Our review was limited by the scope of our literature search, which included articles in English through indexed digital databases and removed those that were part of conferences and/or collections of monographs, dissertations, and theses. It was noted that most projects are focused on developing mHealth to improve health promotion and that CHW are well connected to these technological projects. However, the scientific gains of these projects were difficult to evaluate, especially in the nonexperimental studies. However, the positive results are almost unanimous, making the negative results less likely to be published. In addition, due to the heterogeneity of methods, it was not possible to make a meta-analysis.

Conclusion

Given the results, we can conclude that the use of mHealth by CHWs has become typical in many regions of the world. In fact, many of these projects showed similarities in their purpose, especially regarding the effectiveness of CHWs in health systems.
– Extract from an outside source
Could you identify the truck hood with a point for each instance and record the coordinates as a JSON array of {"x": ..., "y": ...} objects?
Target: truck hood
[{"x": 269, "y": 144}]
The health sector has been most successful in smartphone data collection activities in rural areas of developing and underdeveloped countries, particularly in Africa. However, it is believed that upcoming research should include or emphasize software engineering techniques or better qualitative analysis, to understand how these tools can be designed or even replicated in countries that do not use this technology. Similarly, the exploration of usability tests for experimental studies, which would allow a better evaluation of the impact of these studies, would increase or improve the evidence base in this area. Ultimately, it is believed that these mobile applications have the potential to improve the delivery of health services in hard-to-reach or resource-constrained environments and that new projects will strengthen and guide the area of health-focused public policy.